Tin-based perovskite solar cells (TPSCs) are among the best candidates for lead-free photovoltaic technology owing to their low toxicity and high theoretical efficiency. However, the efficiency and stability of TPSCs lag far behind their lead counterparts because of the poor controllability of perovskite film growth and the intrinsically easy oxidation of Sn²⁺. Here we synthesize two pyridyl-substituted fulleropyrrolidines (PPF) with cis (CPPF) and trans (TPPF) configurations and use them as precursor additives. The spatial configurations of the CPPF and TPPF greatly affect their electron density distributions and interactions with perovskite components. Compared with the CPPF, the TPPF has spatially separated pyridine groups that can catch more perovskite colloids through coordination bonds, thus slowing the perovskite crystallization process. The resultant perovskite film displayed better crystal orientation and compactness. The TPPF also remains located at the grain boundaries, improves the interface energy level alignment and suppresses Sn²⁺ oxidation. As a result, the TPPF-based TPSCs exhibit a high power conversion efficiency of 15.38% (certified 15.14%) and excellent stability, maintaining 99% and 93% of their initial efficiencies after 3,000 h of storage and 500 h of continuous illumination, respectively. This work highlights the importance of regulating coordination in the precursor solution in preparing high-quality tin-based perovskite films, paving the way to more efficient and stable TPSCs.

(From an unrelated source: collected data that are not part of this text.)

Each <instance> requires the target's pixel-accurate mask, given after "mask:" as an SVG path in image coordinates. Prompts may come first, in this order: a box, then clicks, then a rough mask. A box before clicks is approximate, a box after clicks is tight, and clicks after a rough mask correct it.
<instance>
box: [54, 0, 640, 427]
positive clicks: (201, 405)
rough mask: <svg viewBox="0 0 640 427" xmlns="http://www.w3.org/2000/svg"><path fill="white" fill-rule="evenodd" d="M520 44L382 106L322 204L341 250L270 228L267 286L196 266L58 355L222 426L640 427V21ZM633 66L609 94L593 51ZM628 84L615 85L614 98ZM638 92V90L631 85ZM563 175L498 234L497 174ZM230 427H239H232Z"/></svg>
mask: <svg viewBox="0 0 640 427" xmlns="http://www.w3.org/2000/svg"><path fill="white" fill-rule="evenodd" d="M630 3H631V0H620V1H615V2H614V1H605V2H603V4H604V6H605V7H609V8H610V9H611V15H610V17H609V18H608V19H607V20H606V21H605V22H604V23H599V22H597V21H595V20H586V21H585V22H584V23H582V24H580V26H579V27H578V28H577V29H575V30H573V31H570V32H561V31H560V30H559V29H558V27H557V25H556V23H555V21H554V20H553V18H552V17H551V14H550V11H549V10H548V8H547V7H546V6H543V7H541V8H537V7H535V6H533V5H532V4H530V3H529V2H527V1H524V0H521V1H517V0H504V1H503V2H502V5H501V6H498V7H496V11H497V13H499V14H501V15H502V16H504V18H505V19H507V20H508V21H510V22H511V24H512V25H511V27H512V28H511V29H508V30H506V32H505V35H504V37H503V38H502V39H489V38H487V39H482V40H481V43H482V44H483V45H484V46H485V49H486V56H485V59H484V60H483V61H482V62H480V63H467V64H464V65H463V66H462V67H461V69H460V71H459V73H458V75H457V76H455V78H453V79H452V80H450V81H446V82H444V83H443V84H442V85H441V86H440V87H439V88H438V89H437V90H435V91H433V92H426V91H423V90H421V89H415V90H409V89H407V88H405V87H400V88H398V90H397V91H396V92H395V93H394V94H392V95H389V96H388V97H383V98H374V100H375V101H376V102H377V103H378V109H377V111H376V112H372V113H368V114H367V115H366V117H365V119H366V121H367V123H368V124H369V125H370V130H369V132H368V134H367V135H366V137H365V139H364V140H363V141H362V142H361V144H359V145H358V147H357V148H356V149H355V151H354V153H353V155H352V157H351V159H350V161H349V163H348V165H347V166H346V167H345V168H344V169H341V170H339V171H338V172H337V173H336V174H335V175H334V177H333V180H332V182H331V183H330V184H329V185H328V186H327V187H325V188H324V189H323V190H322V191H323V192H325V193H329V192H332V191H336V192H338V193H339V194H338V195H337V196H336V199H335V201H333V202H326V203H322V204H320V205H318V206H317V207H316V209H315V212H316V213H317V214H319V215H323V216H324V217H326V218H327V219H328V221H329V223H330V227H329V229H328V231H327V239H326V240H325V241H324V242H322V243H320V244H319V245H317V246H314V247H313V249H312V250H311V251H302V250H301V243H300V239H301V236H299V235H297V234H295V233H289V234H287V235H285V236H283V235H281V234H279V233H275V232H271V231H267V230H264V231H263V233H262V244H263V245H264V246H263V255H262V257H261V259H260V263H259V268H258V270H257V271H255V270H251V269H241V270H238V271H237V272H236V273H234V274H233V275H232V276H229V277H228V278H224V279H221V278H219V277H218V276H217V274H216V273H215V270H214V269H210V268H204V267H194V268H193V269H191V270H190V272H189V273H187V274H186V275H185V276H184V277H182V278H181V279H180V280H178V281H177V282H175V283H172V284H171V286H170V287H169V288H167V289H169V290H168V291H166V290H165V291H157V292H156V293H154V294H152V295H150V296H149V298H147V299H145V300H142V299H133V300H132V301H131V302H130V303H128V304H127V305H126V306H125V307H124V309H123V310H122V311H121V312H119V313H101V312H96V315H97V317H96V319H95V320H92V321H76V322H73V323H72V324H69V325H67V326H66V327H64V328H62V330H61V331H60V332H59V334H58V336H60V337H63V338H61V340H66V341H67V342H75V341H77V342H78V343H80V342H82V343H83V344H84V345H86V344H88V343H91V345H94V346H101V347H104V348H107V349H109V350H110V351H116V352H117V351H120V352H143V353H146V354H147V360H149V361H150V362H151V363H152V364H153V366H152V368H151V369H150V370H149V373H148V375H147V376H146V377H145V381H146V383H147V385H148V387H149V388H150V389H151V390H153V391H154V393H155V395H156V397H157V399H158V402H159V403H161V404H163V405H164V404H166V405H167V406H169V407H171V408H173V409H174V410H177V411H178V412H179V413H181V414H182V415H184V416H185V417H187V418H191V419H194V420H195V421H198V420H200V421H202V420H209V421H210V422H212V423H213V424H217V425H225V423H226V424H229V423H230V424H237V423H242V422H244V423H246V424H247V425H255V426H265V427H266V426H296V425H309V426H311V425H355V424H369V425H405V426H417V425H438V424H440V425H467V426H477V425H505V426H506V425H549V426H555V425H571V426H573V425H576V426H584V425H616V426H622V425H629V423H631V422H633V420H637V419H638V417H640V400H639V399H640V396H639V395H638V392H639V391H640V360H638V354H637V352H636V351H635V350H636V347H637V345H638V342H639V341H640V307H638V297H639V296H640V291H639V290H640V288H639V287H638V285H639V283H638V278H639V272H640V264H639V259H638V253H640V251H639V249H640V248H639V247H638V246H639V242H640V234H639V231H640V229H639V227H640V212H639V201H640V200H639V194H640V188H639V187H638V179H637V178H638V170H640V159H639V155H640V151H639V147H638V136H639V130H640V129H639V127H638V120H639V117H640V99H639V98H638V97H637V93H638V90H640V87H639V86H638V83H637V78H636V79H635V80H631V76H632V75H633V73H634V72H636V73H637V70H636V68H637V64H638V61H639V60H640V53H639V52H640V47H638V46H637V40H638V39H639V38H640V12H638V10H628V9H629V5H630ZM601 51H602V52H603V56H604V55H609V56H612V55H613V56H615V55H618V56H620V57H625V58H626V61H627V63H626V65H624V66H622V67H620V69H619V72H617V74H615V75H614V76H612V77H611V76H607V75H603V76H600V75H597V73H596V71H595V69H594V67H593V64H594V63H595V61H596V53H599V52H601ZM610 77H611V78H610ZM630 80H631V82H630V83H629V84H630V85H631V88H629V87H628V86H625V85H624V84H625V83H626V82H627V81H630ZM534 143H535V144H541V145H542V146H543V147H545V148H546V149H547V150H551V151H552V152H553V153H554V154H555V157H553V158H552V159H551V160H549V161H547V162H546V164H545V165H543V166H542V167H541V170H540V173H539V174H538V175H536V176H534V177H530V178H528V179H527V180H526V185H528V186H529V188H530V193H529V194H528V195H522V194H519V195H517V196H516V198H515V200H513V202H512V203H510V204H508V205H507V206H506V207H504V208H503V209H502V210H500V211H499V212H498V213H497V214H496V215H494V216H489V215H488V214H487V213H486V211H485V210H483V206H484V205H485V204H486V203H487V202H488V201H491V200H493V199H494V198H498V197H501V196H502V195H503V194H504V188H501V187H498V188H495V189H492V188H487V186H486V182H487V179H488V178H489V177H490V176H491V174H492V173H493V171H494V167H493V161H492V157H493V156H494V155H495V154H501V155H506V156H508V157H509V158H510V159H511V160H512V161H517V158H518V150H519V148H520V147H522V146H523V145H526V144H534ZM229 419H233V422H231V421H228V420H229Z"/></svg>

锡基钙钛矿太阳能电池（TPSC）由于其低毒性和高理论效率而成为无铅光伏技术的最佳候选者之一。^{然而，由于钙钛矿薄膜生长的可控性差以及Sn 2+}本质上容易氧化，TPSC的效率和稳定性远远落后于铅同类产品。在这里，我们合成了两种具有顺式（CPPF）和反式（TPPF）构型的吡啶基取代的富勒吡咯烷（PPF ），并将它们用作前体添加剂。CPPF 和 TPPF 的空间构型极大地影响它们的电子密度分布以及与钙钛矿组分的相互作用。与CPPF相比，TPPF具有空间分离的吡啶基团，可以通过配位键捕获更多的钙钛矿胶体，从而减缓钙钛矿结晶过程。所得钙钛矿薄膜表现出更好的晶体取向和致密性。TPPF还保持位于晶界处，改善界面能级排列并抑制Sn ²⁺氧化。因此，基于 TPPF 的 TPSC 表现出 15.38% 的高功率转换效率（认证为 15.14%）和出色的稳定性，在存储 3,000 小时和连续照明 500 小时后分别保持初始效率的 99% 和 93% 。这项工作强调了调节前驱体溶液中的配位在制备高质量锡基钙钛矿薄膜中的重要性，为更高效、更稳定的TPSC铺平了道路。